How to Improve Your Credit Score

Credit Score

A bad credit score will impact your life in unimaginable ways. It will stop you from reaching your dreams of owning a house, getting a car, or starting a business. Many factors affect your credit score, including bad credit car finance, missed payment dates, and bankruptcy filing in the past. Defaulting on past loans is another reason you have a bad credit score. 

Should you be worried about it? Yes, very much so. Your credit score tells lenders if you can be trusted as a borrower. Lenders measure borrowers’ eligibility for a loan based on their credit scores. The lower your credit score, the less likely you’ll be approved for any loan. If you get approved for a loan with a bad credit score, brace for a high interest rate. 

What Is a Good and Bad Credit Score?

Credit scores typically range between 300 (poor) and 850 (excellent). Credit institutions follow different formulas, but on average, scores above 720 are ideal, while scores below 630 are seen as problematic. Higher scores indicate good credit history, including paying dues on time, low credit use, and long credit history. Lenders are wary of low credit scores because these are risky borrowers. There’s a risk that they might not pay on time or not pay at all. 

When consumers are aware of their credit scores, they will most likely try to correct them. They understand that good credit scores are essential for their plans. Those who aren’t aware of how credit scores impact their lives are likely to fall into the debt trap. 

Review Credit Reports

Make a habit of reviewing credit reports. You can get a report from three major national credit bureaus: Equifax, Experian, and TransUnion. This is free once a year. Review the report and see which factors are hurting your score and history. You might not notice them, but some that affect your credit score are late payments, high credit card balances, collections, and judgments. 

Pay Credit Balances Strategically

Do you know about credit utilization? It is the unused portion of your credit card. The higher the unused portion of the card, the better your credit score will become. As general advice, you should use less than 30% of your card’s limit. The lower your credit utilization rate is, the better. 

A surefire way to bring your credit utilization down is to pay more than the minimum balance due of the card. You can do this in two ways: pay down the balance before the billing cycle ends or pay several times throughout the month to keep the balance low. 

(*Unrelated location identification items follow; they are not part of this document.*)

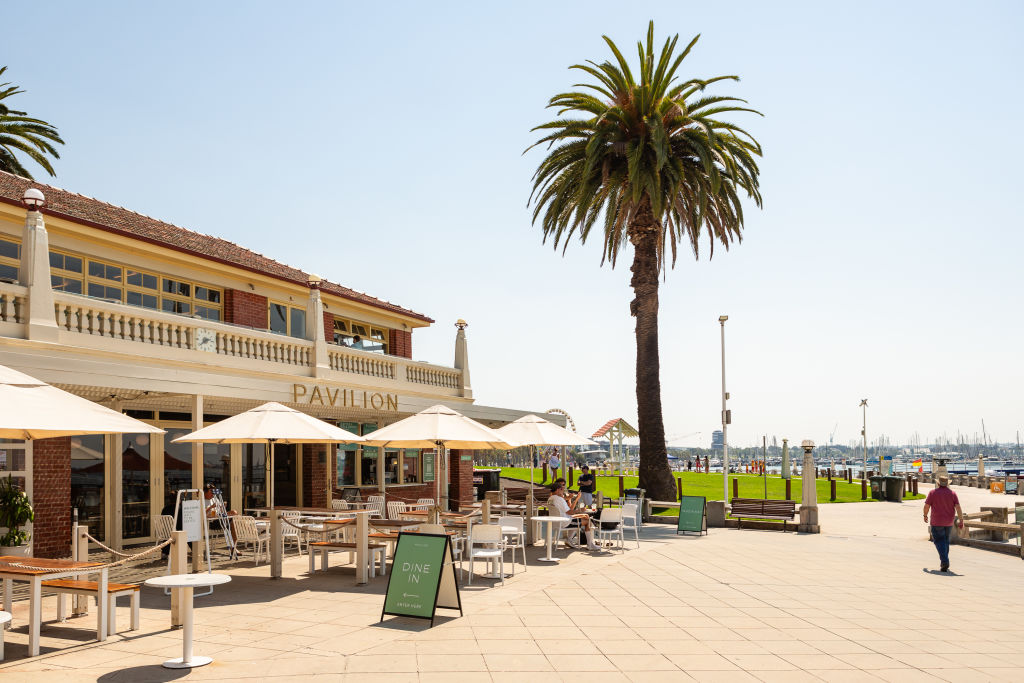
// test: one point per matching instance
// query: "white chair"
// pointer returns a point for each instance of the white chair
(486, 543)
(610, 525)
(630, 520)
(395, 509)
(247, 532)
(513, 528)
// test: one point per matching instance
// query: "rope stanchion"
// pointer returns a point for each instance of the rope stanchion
(96, 567)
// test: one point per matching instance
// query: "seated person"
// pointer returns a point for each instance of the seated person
(560, 506)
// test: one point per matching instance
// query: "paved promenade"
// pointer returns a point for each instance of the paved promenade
(860, 602)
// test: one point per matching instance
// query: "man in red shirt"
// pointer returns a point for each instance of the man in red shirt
(944, 506)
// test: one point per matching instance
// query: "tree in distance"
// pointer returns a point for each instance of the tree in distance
(653, 166)
(18, 132)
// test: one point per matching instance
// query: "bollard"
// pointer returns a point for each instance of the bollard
(179, 564)
(276, 546)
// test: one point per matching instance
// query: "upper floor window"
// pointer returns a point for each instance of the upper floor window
(287, 319)
(102, 280)
(10, 259)
(360, 336)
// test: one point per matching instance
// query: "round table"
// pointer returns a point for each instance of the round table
(187, 582)
(550, 521)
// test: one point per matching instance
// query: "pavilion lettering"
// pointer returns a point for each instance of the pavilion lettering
(344, 397)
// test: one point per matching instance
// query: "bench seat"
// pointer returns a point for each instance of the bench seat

Ask for Higher Credit Limits

So, you cannot pay the balance in full yet. The perfect solution is to ask the credit card company to increase your limit. The balance stays the same, but the limit increases. This will improve your credit utilization rate. However, you can only request a higher credit limit if you prove that your financial situation has improved through a higher salary. 

Pay Bills on Time

There is no worse thing to do on your credit report than not paying your bills on time. No matter what you do to improve your credit score, this will not be enough if you pay late. Late payments can stay on your credit report for more than seven years. 

Did you miss a payment? Call the creditor immediately if you miss a payment for more than 30 days because this allows them to report it to the credit bureau. Promise to pay the due immediately and ask if they consider not reporting the missed payment. 

Dispute Erroneous Entries in the Credit Report

You will be surprised to realize there could be a lot of erroneous entries in your credit report. This happens when you don’t check your credit report regularly. For example, you’ve already paid a debt, but it hasn’t been crossed out from your credit report. That could be why you have a lower-than-average credit score despite already clearing out most of your debts. 

Someone else’s credit activity could have been mixed with yours. Make sure that all entries in your report are yours. If you see negative information that is not yours or is too old to be included in the report, write the credit bureau and have it slashed out of your report. 

Remember that it takes some time to remove an entry from your credit report, so you’ll wait for a long time before seeing an improvement in your credit score. Most credit bureaus have 30 days to investigate a dispute. You should keep in touch with the bureau to monitor the process. 

Remove Collections Accounts

A collections account is a serious negative mark on your credit report. It means you haven’t paid a debt to the point that the lender had to pass it to a collection agency. Talk with the collector if it is possible to settle the debt without them reporting it to the credit bureau. Of course, a plea doesn’t always work, but it’s worth a try to have a collection eliminated from your credit report. 

This works fast to improve your credit score. Once the collection agency reports that the debt has been paid off, the credit bureau will remove it from your record. That will give you a higher credit score. If you haven’t settled the total amount of the debt, you can still ask the collection agency to report that you have negotiated the payment terms. 


It is not impossible to improve your credit score. There are many ways to do it. However, the first thing you have to remember is not to let your credit score go bad. If you pay your dues on time, don’t spend more than you should, and don’t maximize your credit limit, you shouldn’t have a hard time maintaining your credit score above the average level and thereby become eligible for low-interest rates.